Making matters worse, especially for taxpayers, is the fact that the government has a propensity for throwing good money after bad. Bureaucrats are notoriously poor stewards of taxpayer dollars. Look at CGI, the contractor that won the $678 million contract to build the Obama Care website. Even after the firm had already been discredited for having blown the job done for the Canadian diabetes registry.
Unlike their private sector peers, public sector bureaucrats often operate with limited knowledge. Businessmen utilize the information embedded in pricing mechanisms to make purchasing decisions. If the price of goods and services rise, a business will seek out less expensive substitutes. Government decisions makers, however, often lack a comparable mechanism. Seeking goods and services that fulfill their "specs" without much concern for cost and quality.
While the dual problems of poor incentives and limited knowledge lead to persistent failure, they also result in consistent exploitation by special interest groups of all ideologies.
Consider the standing tradition of ethanol subsidies, as provided by the annual Farm Bill. Denigrated by economists from both parties, these payouts are rubber stamped each and every year. Much to the detriment of tax payers. As well as the free market.
Why was the Affordable Care Act designed to expand health care coverage, as opposed to improving health care outcomes? A disparity that benefits the U.S. insurance industry without necessarily providing better and more affordable health care? Because politicians and bureaucrats, by nature, seek to reward special interest groups more than they endeavor to provide for the public's benefit. And the Affordable Care Act, like Medicare, provides mostly for older Americans. Who happen to vote. At the expense of the nation's young and healthy individuals. Who are less likely to vote.
More money? Better leadership? Neither has traditionally been capable of curbing excessive government failures. Because government institutions are endemically unable to manage complex tasks. Regardless of how well funded, smart or experienced bureaucrats may be.
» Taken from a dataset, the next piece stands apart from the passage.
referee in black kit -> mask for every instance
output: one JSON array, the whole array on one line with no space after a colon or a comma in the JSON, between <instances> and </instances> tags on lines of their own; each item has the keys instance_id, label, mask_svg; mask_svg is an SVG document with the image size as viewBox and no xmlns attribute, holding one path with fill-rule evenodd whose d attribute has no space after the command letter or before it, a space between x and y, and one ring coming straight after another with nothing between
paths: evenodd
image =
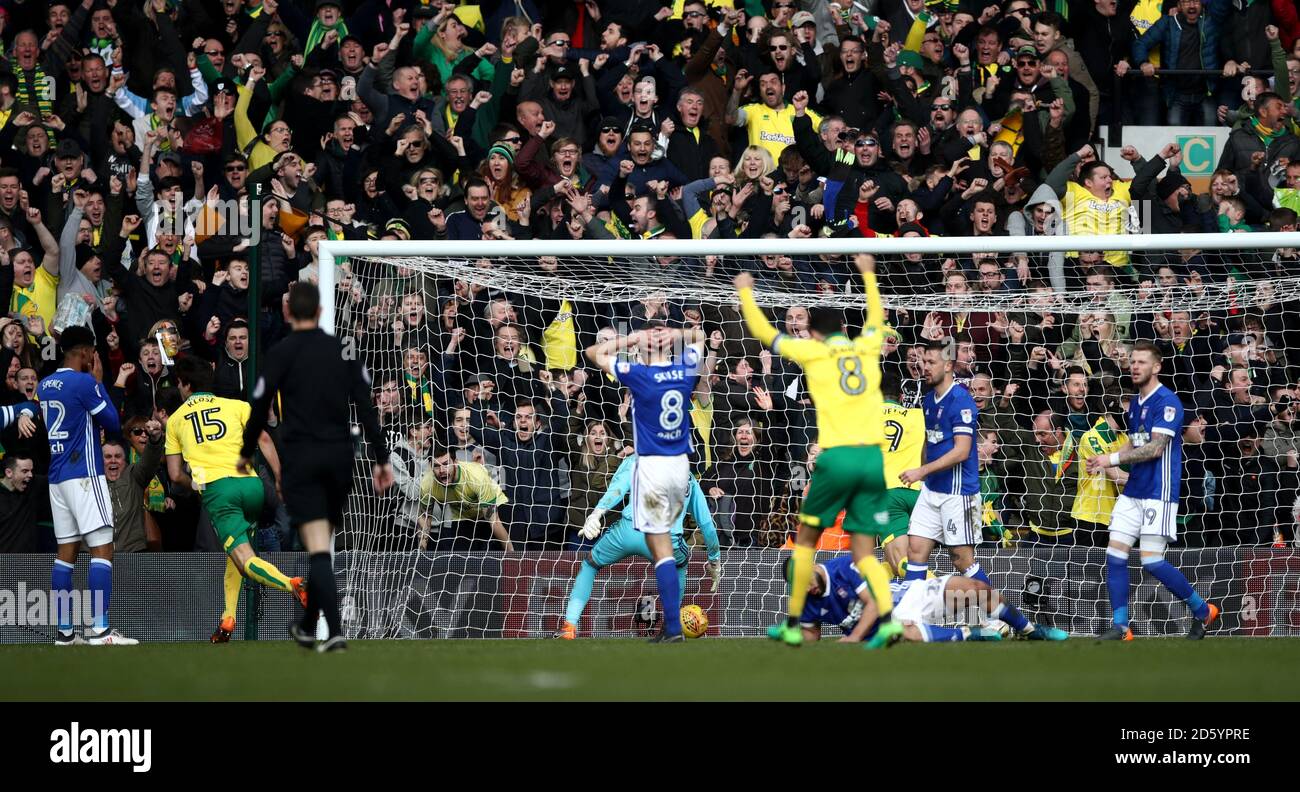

The War on Drugs. The War on Poverty. Both have sucked in billions of dollars while failing to even identify, let alone treat, any root causes. Drug consumption has risen. National poverty rates trend higher. Even as countless bureaucratic agencies join the fight. Year in, year out. In perpetuity. While taxpayers continue to foot the bill.
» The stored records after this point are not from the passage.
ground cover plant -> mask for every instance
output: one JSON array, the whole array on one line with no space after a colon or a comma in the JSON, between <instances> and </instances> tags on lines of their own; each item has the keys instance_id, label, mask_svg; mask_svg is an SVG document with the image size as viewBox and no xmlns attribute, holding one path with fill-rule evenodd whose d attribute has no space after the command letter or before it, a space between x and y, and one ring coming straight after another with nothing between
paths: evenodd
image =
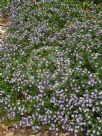
<instances>
[{"instance_id":1,"label":"ground cover plant","mask_svg":"<svg viewBox=\"0 0 102 136\"><path fill-rule=\"evenodd\" d=\"M0 47L0 115L14 128L102 134L102 10L13 0Z\"/></svg>"}]
</instances>

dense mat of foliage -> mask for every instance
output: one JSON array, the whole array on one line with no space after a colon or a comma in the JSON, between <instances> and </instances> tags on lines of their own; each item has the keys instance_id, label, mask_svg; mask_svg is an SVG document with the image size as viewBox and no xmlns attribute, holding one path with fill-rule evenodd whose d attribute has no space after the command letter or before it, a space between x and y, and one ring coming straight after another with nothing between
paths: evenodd
<instances>
[{"instance_id":1,"label":"dense mat of foliage","mask_svg":"<svg viewBox=\"0 0 102 136\"><path fill-rule=\"evenodd\" d=\"M14 127L102 132L102 11L14 0L0 45L0 115Z\"/></svg>"}]
</instances>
Once, Paul Revere took a midnight ride. He warned colonists of the pending British invasion. Of the tyranny, taxation and bureaucratic inefficiencies that followed. Today, those same problems present themselves not as exterior threats, but as creeping consequences of an ever-bloating bureaucracy.
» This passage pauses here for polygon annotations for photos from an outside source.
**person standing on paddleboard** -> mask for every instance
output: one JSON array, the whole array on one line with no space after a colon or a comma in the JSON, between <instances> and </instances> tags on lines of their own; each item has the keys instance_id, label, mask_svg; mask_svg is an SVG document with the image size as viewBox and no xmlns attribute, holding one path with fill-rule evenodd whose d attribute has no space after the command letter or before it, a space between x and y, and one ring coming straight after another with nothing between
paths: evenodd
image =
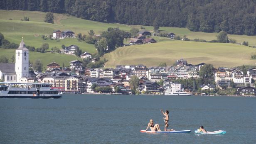
<instances>
[{"instance_id":1,"label":"person standing on paddleboard","mask_svg":"<svg viewBox=\"0 0 256 144\"><path fill-rule=\"evenodd\" d=\"M161 112L163 115L162 118L164 119L164 121L165 122L165 131L175 131L175 130L173 129L167 129L167 128L169 126L169 110L166 110L164 112L163 112L162 110L161 110ZM163 116L165 116L165 117L164 117Z\"/></svg>"}]
</instances>

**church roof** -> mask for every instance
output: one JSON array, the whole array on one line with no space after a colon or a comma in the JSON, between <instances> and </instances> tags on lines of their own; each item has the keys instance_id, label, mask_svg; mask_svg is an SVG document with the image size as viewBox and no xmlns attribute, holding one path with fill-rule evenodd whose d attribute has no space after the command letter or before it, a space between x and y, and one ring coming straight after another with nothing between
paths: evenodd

Alexis de Tocqueville recognized that "the health of a democratic society may be measured by the quality of functions performed by private citizens."
Like a hammer, the government is a tool. Designed for specialized purposes. Nothing more. Nothing less. A hammer cannot inspire, save, create or overcome. It pounds nails.
Similarly, our government, its bureaucracies and special interests have no ability to enhance the American ideal. Not when that ideal already exists. Done well, government preserves and provides. Done poorly, it degrades. That ideal being a nation born, nurtured and raised on the wings of a private citizenry.
Accordingly, only those private citizens, powered by their their dreams and ideas, can preserve her.